Assistant Professor
Amina Lamghari

Simultaneous stochastic optimization of mining complexes / mineral value chains

A mining complex or mineral value chain can be seen as a system where raw materials are extracted from one or several mineral deposits, transformed into sellable products using different processing streams, and delivered to the spot-market or customers. The supply of materials extracted from the mines represents a major source of uncertainty, referred to as geological uncertainty, and entails technical risk that must be managed. In the last decade, there has been a sustained development of models that integrate different components and aspects of mining complexes to simultaneously optimize mining, processing, stockpiling and transportation decisions while explicitly accounting for geological uncertainty, as this is essential to improving the overall mineral chain performance. In doing so, researchers have employed advanced optimization techniques to address the computational complexity of the resulting large-scale optimization problems and better incorporate endogenous and exogenous uncertainties in the key parameters (geological/mining, financial). Examples from main applications demonstrate improvements in technical risk management, blending, stockpiling, and capital investments, as well as generation of more robust schedules through better-informed decision-making. This talk surveys recent research in simultaneous stochastic optimization of mining complexes and presents a review of applications, solution methods, and key findings.

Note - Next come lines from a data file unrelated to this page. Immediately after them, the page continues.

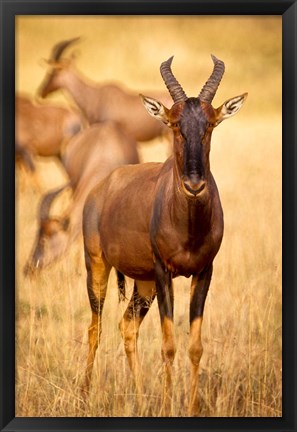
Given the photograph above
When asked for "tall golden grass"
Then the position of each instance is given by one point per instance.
(240, 371)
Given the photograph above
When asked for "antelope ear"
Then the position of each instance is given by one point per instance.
(156, 109)
(230, 108)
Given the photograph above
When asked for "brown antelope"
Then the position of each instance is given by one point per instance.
(101, 102)
(42, 129)
(155, 221)
(88, 158)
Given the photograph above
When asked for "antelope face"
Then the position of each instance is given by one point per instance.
(192, 121)
(50, 244)
(192, 133)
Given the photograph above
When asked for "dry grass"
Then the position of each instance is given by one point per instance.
(241, 365)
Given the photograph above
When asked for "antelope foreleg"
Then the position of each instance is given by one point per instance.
(165, 303)
(199, 289)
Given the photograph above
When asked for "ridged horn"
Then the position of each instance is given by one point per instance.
(47, 201)
(60, 47)
(175, 89)
(210, 87)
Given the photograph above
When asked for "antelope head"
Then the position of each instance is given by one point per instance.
(192, 121)
(58, 65)
(52, 236)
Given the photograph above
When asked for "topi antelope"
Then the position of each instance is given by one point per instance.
(155, 221)
(101, 102)
(42, 130)
(88, 158)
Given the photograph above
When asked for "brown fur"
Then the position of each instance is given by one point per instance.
(153, 222)
(88, 158)
(99, 102)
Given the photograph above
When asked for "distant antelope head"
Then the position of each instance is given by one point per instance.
(52, 236)
(57, 66)
(192, 121)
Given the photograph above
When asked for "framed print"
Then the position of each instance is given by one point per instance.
(137, 292)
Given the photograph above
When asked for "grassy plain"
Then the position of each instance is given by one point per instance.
(242, 332)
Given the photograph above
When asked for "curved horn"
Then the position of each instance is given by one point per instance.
(47, 201)
(210, 87)
(59, 48)
(175, 89)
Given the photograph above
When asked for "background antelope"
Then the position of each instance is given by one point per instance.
(88, 158)
(155, 221)
(100, 102)
(42, 129)
(240, 369)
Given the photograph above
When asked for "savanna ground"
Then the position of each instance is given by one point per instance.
(241, 366)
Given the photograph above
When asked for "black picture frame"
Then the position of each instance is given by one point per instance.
(9, 9)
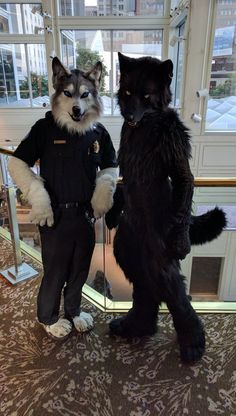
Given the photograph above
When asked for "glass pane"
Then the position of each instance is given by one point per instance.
(179, 67)
(111, 7)
(9, 56)
(33, 18)
(10, 18)
(38, 75)
(14, 77)
(221, 111)
(205, 276)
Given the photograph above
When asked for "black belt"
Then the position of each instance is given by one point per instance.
(72, 205)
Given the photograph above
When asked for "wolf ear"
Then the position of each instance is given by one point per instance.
(167, 69)
(58, 71)
(95, 74)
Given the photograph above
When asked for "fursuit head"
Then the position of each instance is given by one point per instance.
(152, 208)
(76, 103)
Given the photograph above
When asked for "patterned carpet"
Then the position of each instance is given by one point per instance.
(96, 375)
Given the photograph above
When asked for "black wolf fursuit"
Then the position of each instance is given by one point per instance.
(153, 207)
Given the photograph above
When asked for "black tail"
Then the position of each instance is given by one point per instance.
(207, 227)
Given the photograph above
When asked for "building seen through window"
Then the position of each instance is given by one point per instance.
(221, 111)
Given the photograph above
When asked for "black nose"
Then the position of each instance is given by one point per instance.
(76, 111)
(129, 116)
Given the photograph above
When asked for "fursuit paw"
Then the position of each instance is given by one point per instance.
(83, 322)
(41, 215)
(192, 344)
(60, 330)
(129, 328)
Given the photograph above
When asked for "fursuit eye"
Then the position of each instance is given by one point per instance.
(67, 93)
(85, 94)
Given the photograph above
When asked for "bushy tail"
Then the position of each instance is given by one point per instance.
(207, 227)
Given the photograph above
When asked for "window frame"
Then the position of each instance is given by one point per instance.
(25, 40)
(207, 77)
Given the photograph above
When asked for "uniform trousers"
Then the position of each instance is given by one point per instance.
(67, 249)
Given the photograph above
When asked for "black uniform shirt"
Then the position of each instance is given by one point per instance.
(68, 162)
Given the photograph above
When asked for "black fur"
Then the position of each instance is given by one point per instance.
(155, 226)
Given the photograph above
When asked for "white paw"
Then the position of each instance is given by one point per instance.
(59, 330)
(41, 215)
(83, 322)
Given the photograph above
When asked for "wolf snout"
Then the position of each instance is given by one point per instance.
(129, 117)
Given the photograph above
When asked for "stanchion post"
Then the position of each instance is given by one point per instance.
(20, 271)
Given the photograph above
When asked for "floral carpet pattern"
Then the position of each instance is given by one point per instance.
(95, 374)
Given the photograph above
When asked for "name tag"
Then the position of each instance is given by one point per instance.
(59, 141)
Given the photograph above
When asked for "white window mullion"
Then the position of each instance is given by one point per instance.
(29, 75)
(112, 78)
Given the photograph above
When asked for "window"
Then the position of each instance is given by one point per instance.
(89, 46)
(221, 109)
(23, 71)
(111, 7)
(178, 65)
(18, 87)
(20, 18)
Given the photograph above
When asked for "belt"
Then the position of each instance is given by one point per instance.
(71, 205)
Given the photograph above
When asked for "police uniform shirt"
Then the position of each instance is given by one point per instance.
(68, 162)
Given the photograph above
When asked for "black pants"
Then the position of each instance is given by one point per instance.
(67, 249)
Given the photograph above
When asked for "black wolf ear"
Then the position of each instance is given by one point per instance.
(167, 69)
(58, 71)
(95, 74)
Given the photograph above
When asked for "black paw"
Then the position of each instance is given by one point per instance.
(127, 328)
(192, 345)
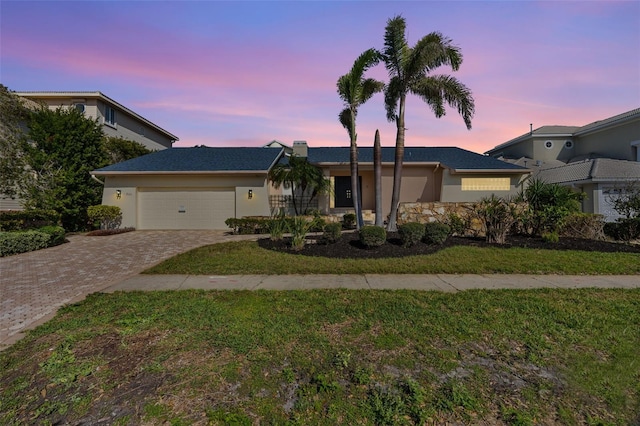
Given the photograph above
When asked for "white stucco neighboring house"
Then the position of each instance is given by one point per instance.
(599, 159)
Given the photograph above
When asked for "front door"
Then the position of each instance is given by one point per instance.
(344, 197)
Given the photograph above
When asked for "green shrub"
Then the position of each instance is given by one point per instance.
(372, 236)
(349, 220)
(56, 234)
(498, 215)
(436, 233)
(583, 225)
(108, 217)
(22, 241)
(277, 228)
(411, 233)
(623, 229)
(332, 232)
(550, 237)
(299, 227)
(14, 220)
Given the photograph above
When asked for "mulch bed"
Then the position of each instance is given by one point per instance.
(349, 246)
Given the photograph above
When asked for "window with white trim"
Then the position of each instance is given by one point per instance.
(485, 184)
(110, 115)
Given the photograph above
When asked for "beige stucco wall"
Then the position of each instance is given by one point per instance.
(452, 189)
(614, 142)
(258, 205)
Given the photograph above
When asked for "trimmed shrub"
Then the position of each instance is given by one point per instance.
(277, 228)
(372, 236)
(583, 225)
(56, 234)
(550, 237)
(349, 220)
(436, 233)
(623, 229)
(108, 217)
(13, 220)
(411, 233)
(22, 242)
(332, 232)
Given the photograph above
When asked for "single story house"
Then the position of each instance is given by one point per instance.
(200, 187)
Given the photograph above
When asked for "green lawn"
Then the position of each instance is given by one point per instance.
(330, 357)
(247, 257)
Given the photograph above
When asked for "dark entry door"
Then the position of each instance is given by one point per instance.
(344, 196)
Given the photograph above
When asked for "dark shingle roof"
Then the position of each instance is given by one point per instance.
(454, 158)
(199, 159)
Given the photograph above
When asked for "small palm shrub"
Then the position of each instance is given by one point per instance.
(332, 232)
(550, 237)
(299, 227)
(583, 225)
(411, 233)
(436, 233)
(498, 215)
(349, 220)
(277, 228)
(372, 236)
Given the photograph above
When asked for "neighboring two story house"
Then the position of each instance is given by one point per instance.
(599, 159)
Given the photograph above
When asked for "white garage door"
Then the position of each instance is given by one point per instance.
(185, 208)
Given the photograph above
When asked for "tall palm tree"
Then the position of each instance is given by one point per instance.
(409, 71)
(355, 90)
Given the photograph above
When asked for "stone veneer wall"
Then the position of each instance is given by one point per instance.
(431, 212)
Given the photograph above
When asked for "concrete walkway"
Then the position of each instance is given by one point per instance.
(34, 285)
(439, 282)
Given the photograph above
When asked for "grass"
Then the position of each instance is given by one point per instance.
(247, 257)
(515, 357)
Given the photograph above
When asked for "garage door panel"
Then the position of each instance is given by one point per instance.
(185, 209)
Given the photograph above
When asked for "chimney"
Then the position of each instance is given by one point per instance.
(300, 149)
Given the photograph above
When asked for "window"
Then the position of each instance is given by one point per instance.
(486, 184)
(110, 116)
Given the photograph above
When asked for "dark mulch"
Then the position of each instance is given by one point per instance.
(349, 246)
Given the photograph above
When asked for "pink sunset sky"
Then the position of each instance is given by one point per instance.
(245, 73)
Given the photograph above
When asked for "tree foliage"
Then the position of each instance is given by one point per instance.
(305, 179)
(62, 148)
(354, 90)
(119, 149)
(410, 72)
(13, 114)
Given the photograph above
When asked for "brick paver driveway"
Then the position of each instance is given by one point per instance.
(34, 285)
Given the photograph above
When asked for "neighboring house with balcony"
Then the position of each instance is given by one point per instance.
(201, 187)
(116, 119)
(599, 159)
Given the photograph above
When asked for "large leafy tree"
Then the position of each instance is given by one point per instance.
(410, 71)
(119, 149)
(305, 180)
(13, 115)
(354, 89)
(62, 147)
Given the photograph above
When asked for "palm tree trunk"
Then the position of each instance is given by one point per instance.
(377, 171)
(397, 168)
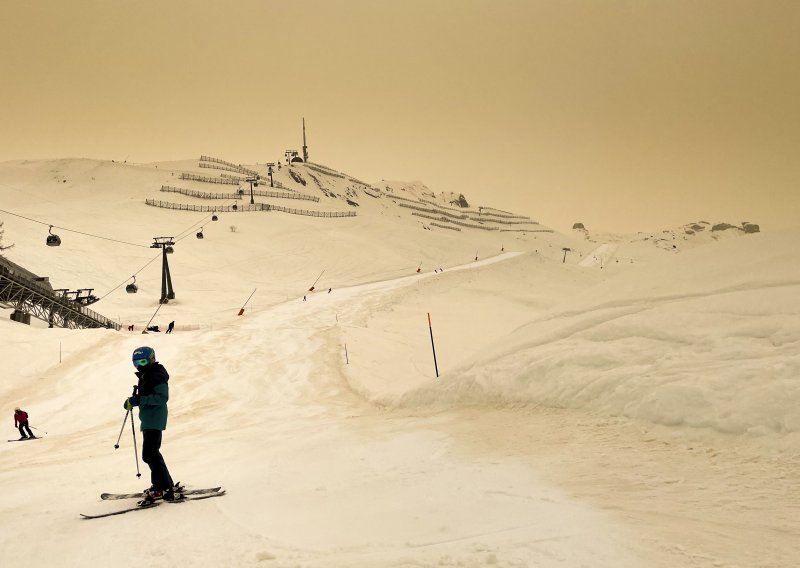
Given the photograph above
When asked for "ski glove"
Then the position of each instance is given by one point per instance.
(131, 402)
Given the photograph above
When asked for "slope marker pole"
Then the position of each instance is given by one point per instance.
(433, 346)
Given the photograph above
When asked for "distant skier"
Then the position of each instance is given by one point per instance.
(151, 398)
(21, 422)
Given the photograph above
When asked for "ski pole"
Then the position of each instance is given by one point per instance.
(135, 451)
(133, 430)
(116, 446)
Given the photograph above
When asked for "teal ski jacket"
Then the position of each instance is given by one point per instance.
(153, 396)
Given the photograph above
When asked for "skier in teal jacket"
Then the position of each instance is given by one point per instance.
(151, 398)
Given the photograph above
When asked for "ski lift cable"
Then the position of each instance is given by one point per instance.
(191, 228)
(132, 276)
(71, 230)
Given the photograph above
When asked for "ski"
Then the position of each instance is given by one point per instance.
(122, 511)
(218, 493)
(195, 497)
(110, 496)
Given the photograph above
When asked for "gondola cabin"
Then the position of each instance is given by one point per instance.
(53, 240)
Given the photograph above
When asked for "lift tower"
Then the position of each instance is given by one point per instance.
(165, 244)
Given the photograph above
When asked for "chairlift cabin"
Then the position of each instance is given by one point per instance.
(53, 240)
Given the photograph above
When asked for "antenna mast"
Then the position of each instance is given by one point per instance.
(305, 148)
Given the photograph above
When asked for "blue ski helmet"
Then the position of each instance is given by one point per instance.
(143, 356)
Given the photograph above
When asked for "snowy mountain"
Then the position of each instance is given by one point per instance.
(601, 400)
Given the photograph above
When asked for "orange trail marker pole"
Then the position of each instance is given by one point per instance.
(241, 311)
(435, 365)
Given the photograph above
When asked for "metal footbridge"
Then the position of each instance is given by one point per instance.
(32, 295)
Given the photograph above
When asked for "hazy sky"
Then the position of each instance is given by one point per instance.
(623, 115)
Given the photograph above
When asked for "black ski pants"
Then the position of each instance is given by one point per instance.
(151, 455)
(22, 432)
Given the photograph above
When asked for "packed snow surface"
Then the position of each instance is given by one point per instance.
(620, 404)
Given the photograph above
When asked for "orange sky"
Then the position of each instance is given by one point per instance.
(623, 115)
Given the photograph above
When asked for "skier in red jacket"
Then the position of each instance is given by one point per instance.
(21, 418)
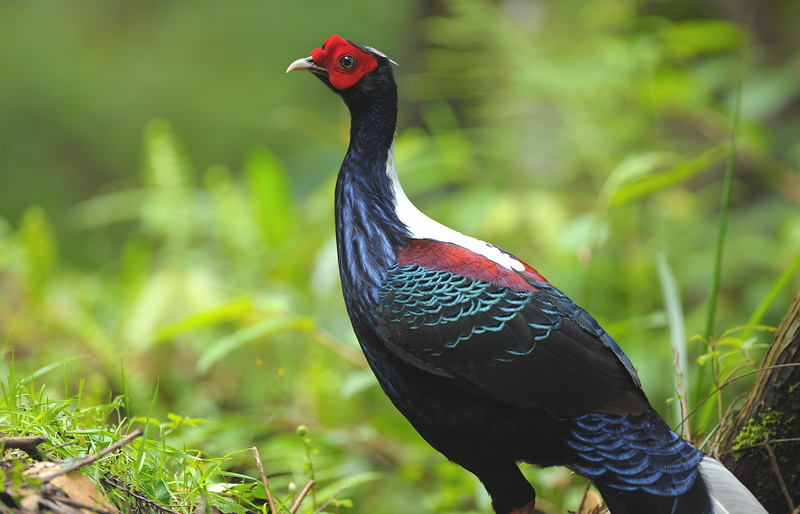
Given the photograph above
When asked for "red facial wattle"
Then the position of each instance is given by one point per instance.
(342, 72)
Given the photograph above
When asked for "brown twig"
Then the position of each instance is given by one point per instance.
(729, 382)
(270, 499)
(585, 492)
(687, 433)
(723, 427)
(778, 474)
(301, 496)
(91, 458)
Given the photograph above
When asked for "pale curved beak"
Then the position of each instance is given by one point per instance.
(306, 64)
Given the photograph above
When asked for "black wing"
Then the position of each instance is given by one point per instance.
(528, 349)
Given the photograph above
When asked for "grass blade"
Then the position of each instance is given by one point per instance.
(727, 185)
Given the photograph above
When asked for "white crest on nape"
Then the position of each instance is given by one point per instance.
(376, 52)
(422, 227)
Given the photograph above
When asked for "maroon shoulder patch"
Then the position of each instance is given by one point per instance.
(436, 255)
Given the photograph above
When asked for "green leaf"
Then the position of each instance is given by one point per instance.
(231, 311)
(272, 200)
(650, 182)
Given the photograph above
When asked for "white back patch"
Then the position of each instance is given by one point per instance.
(423, 227)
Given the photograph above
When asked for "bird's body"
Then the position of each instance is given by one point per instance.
(490, 363)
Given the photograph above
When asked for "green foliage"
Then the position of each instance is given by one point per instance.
(585, 136)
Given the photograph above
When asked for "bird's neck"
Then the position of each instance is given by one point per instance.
(369, 233)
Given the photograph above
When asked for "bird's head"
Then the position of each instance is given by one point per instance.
(349, 69)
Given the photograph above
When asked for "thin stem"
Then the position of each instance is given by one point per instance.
(727, 185)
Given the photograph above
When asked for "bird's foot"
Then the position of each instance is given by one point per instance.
(525, 509)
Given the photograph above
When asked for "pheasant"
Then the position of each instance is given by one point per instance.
(489, 362)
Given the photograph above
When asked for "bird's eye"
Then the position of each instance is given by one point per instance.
(347, 62)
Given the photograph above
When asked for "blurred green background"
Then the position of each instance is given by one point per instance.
(166, 203)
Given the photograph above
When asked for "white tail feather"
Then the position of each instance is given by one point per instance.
(728, 495)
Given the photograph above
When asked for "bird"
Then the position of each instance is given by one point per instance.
(488, 361)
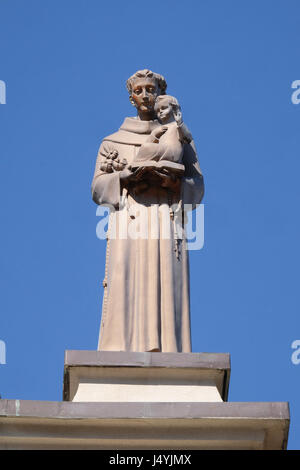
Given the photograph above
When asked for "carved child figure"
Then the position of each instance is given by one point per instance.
(165, 143)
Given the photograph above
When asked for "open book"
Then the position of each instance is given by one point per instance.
(177, 168)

Workshop talk: Solution methods for stochastic mine planning

In the last 20 years, there has been increasing interest in using advanced optimization techniques to develop and manage mineral resources, to make informed decisions regarding potential risks, and to maximize value and minimize costs while satisfying the various requirements and limitations of the particular operation.  More specifically, models that account for geological uncertainty and integrate the various interacting aspects of an operation that were treated separately in the past have been devised. To address such large and complex problems, researchers have employed metaheuristics, or methods combining (meta)heuristics with exact methods or machine learning techniques. The use of these approaches substantially increases the size of the instances that can be solved. This talk presents several of such solution methods.

Assistant Professor Amina Lamghari

School of Management, University of Quebec, Canada
Affiliated with the COSMO Stochastic Mine Planning Laboratory, McGill University, Canada

After receiving a BSc and a Master’s in Applied Mathematics, Amina Lamghari obtained a PhD in Operations Research from the University of Montreal, Canada, after which she worked as a post-doctoral fellow and later as a research associate at the COSMO Stochastic Mine Planning Laboratory at McGill University. Amina is currently an assistant professor in the Management School at the University of Quebec. Her research interests are centered on various techniques and algorithms —(meta)heuristics, hyper-heuristics, and matheuristics — for optimization and their integration and application to solve complex scheduling and planning problems in an efficient manner. All of her work to date has had direct real­-world applications. During the last nine years, applications in mine planning have been the main focus of her research, undertaken in response to the needs of the mining industry for more efficient and robust production schedules and operations plans. Many of the algorithms she developed were incorporated in the COSMO Suite software, a platform designed to aid in the dissemination of new stochastic mine planning optimization algorithms, techniques, and models to the mining industry.